The only real points of contention between QS and the PQ relate to tactics concerning the accession to Quebec independence, particularly the timing of another independence referendum. “The PQ of Jean-François Lisée wants to put off a referendum indefinitely,” said David’s co-official QS spokesperson, Andrés Fontecilla. “So Québec Solidaire is now the only party represented in the National Assembly which places the independence of Quebec at the center of its priorities.”

These tactical differences aside, QS and the PQ have a shared vision for the reshuffling of the North American nation-state system to create a capitalist République du Québec, that is, a state more exclusively focused on promoting the economic and geostrategic interests of Quebec’s French-speaking bourgeoisie. They both invoke nationalism as a means to politically subordinate Quebec workers to “their” ruling class, insisting that Quebecois workers have more in common with the Quebec bourgeoisie—including the PQ’s ex-leader and media and telecommunications magnate, Pierre-Karl Péladeau—than with their English-speaking and immigrant class brothers and sisters in the rest of Canada and the United States.

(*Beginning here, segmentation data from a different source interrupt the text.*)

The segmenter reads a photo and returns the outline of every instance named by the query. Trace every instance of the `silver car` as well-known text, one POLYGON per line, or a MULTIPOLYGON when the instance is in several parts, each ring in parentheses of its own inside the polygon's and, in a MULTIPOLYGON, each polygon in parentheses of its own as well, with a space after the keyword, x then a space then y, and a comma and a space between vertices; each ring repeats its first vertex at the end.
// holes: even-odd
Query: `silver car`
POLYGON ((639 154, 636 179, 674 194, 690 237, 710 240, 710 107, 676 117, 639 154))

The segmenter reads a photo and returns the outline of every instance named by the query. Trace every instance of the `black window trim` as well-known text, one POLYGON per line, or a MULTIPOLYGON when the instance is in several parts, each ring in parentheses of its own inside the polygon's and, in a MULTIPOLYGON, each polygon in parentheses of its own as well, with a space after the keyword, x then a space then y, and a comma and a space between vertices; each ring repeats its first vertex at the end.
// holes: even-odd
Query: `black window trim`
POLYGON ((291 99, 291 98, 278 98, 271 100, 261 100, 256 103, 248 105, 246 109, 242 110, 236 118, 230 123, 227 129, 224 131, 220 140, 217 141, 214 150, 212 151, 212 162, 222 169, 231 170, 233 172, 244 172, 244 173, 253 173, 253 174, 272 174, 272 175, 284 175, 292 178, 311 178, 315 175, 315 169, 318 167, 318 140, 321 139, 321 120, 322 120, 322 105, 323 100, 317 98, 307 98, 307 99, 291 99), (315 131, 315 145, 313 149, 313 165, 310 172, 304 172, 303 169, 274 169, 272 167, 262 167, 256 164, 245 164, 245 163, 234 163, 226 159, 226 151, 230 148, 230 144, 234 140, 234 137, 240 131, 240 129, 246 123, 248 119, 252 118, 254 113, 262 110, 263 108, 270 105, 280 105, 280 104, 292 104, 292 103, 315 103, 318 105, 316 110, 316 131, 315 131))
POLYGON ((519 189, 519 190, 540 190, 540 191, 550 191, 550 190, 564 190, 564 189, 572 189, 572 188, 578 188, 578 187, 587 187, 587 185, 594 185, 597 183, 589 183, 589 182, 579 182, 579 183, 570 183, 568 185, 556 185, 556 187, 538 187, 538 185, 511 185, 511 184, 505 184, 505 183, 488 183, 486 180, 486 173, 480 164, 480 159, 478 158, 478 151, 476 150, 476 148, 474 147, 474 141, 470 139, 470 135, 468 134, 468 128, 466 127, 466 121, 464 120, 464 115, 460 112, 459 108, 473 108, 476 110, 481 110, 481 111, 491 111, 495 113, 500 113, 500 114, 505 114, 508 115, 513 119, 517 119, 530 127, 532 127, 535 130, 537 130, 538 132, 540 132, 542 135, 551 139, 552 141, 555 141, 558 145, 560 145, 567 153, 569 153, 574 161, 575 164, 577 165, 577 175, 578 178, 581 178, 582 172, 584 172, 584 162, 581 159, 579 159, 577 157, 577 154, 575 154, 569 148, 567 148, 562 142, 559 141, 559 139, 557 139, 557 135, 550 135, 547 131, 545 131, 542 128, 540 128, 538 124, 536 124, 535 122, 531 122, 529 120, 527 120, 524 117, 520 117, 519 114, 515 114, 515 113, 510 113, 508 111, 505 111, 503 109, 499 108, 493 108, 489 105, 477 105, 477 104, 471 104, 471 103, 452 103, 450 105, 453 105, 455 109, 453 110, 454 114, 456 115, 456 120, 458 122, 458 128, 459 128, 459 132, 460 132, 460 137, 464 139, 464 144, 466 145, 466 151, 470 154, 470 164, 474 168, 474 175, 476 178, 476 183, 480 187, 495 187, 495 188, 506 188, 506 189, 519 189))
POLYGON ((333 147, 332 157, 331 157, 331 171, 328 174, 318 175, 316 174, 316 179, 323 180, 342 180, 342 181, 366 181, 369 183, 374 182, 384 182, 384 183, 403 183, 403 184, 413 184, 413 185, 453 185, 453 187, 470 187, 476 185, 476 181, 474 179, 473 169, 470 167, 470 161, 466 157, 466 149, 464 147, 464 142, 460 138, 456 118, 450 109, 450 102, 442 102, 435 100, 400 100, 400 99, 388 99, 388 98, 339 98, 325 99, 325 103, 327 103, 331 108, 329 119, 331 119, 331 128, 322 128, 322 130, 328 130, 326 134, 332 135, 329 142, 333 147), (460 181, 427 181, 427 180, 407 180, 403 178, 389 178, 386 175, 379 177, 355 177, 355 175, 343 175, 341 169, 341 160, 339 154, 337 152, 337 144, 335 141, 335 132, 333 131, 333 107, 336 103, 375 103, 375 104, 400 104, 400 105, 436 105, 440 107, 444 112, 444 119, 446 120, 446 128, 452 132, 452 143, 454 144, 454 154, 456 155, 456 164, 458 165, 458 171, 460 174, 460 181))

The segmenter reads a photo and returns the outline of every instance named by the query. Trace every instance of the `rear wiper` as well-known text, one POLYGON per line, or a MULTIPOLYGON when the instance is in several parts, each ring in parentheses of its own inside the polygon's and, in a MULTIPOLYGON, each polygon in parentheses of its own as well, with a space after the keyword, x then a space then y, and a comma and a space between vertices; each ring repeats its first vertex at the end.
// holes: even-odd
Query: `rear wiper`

In a recent speech, QS National Assembly deputy Manon Massé promoted “national unity,” that is the suppression of the class struggle. “The responsibility of a credible political movement,” said Massé, “is to foster social dialogue and bring Quebeckers together around collective interests, not to divide them according to their differences.”

Many of the most virulent nationalists are to be found in the Pabloite and other ostensibly Marxist groups that have dissolved into Québec Solidaire and function within it as a loyal fraction, helping give it a “radical” tinge.

A typical representative of these tendencies, QS Gatineau spokesperson Benoît Renaud, recently invoked the global “rise of the radical right”—the “xenophobic parties” in Europe and the election of Donald Trump as US president—to argue that Québec Solidaire should carry out a more aggressive campaign for Quebec independence. This he claimed is the only way “to strike a blow in favor of a more democratic, egalitarian, ecological and peaceful humanity.”

Renaud concluded his nationalist diatribe by adopting Trump's economic nationalist rhetoric. He issued his own call to “assert our national sovereignty, to say ‘No’ to treaties which claim to promote free trade but which actually protect the interests of multinationals.” This position has nothing to do with the struggle for the unity of the international working class against the transnationals and world capitalism, which requires implacable opposition to all forms of nationalism and the struggle to mobilize the working class as an independent political force. Rather, it echoes ultra-right-wing forces, such as Trump and the neo-fascist National Front in France, who condemn free trade treaties from the perspective of certain sections of their own national bourgeoisie, who fear losing out in the struggle for markets and profits.

The language adopted by Renaud highlights yet again the reactionary character of the Quebec independence project, as well as the growing similarity between the political positions of the pseudo-left and the extreme right.